Berita Sidoarjo
Modal Iuran Rp 100 ribu, Kopti Karya Mulya Jadi Satu-satunya Koperasi yang Bisa Impor Kedelai
Berawal dari modal iuran Rp 100 ribu dari anggotanya dan bantuan dari Bank Jatim, Kopti Karya Mulya di Sidoarjo sukses berkembang hingga impor kedelai
Penulis: M Taufik | Editor: Eben Haezer Panca
SURYA.co.id | SIDOARJO - Sebuah truk masuk ke gudang Koperasi Tempe-Tahu (Kopti) Karya Mulya di Desa Semande, Kecamatan Candi, Sidoarjo, Senin, 13 Agustus 2018.
Beberapa saat setelah truk terparkir, tiga orang pria terlihat sibuk membuka terpal penutup bak truk. Sejurus kemudian, mereka menurunkan satu persatu sak berisi kedelai yang memenuhi bak truk tersebut.
Tak sampai satu jam, semua muatan berhasil diturunkan.
"Totalnya sembilan ton," jawab satu dari tiga pria tersebut saat ditanya berapa total muatan truk yang dibongkarnya itu.
Setelah proses bongkar muatan truk ini selesai, ganti satu truk lain dengan muatan sama masuk ke gudang. Proses pembongkarannya pun hampir sama dengan truk yang pertama.
"Hari ini ada dua truk kedelai yang kami datangkan distributor. Totalnya 18 ton kedelai," ungkap Sukari, Ketua Kopti Karya mula sambil memeriksa kedelai yang baru didatangkannya.
Kedelai sebanyak itu, disebutnya bakal habis dalam dua hari.
Ya, saban hari koperasi yang memiliki 278 pengusaha tempe dan tahu sebagai anggota itu rata-rata menghabiskan 9 sampai 10 ton kedelai.
Semua anggota koperasi beroperasi di sekitar Desa Sepande. Mayoritas merupakan perajin tempe dengan skala besar dan kecil, hanya delapan anggota yang memproduksi tahu.
Kedelai sebagai bahan baku utama produksi diambil dari koperasi ini.
"Tapi masyarakat umum yang membutuhkan kedelai juga bisa beli di sini. Sekarang harganya Rp7.500 per kilogram," lanjut pria yang juga bekerja sebagai perajin tempe tersebut.
Diceritakan Sukari, Kopti Karya Mulya berdiri sejak 12 September 1998, dilatarbelakangi oleh kesulitan yang dialami para perajin tempe dan tahu yang ketika itu kesulitan mendapat kedelai untuk produksinya. Selain mahal, kedelai juga sulit didapat pada masa krisis moneter tersebut.

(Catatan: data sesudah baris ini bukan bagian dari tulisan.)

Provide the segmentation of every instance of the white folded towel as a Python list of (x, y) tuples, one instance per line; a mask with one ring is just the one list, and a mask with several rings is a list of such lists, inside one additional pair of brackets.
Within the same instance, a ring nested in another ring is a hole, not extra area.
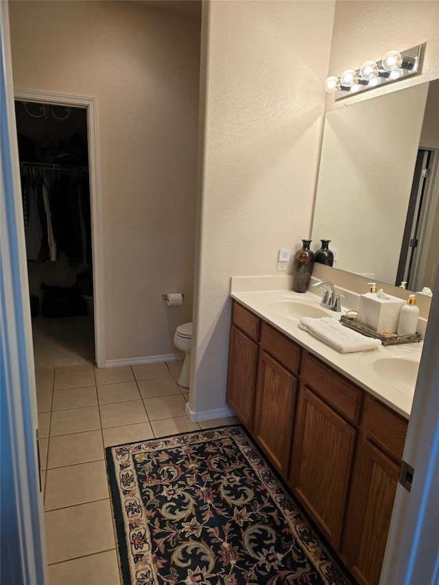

"Pertama dibentuk, koperasi ini anggotanya 215 orang. Sebagai modal untuk beroperasi, semua anggota sepakat menyetor simpanan pokok sebesar Rp 100.000 per anggota. Jadi modal awal koperasi ini sebesar Rp 22.500.000," kisahnya.
Karena modal itu tidak cukup untuk membeli satu truk kedelai yang ketika itu harganya sekitar Rp 50 juta, pengurus koperasi membuka dan mengajak anggota untuk menyetor simpanan sukarela.
Dari situ kemudian pengurus koperasi bisa mendatangkan kedelai dari distributor. Sejak saat itu, koperasi ini terus berjalan dan berkembang hingga sekarang.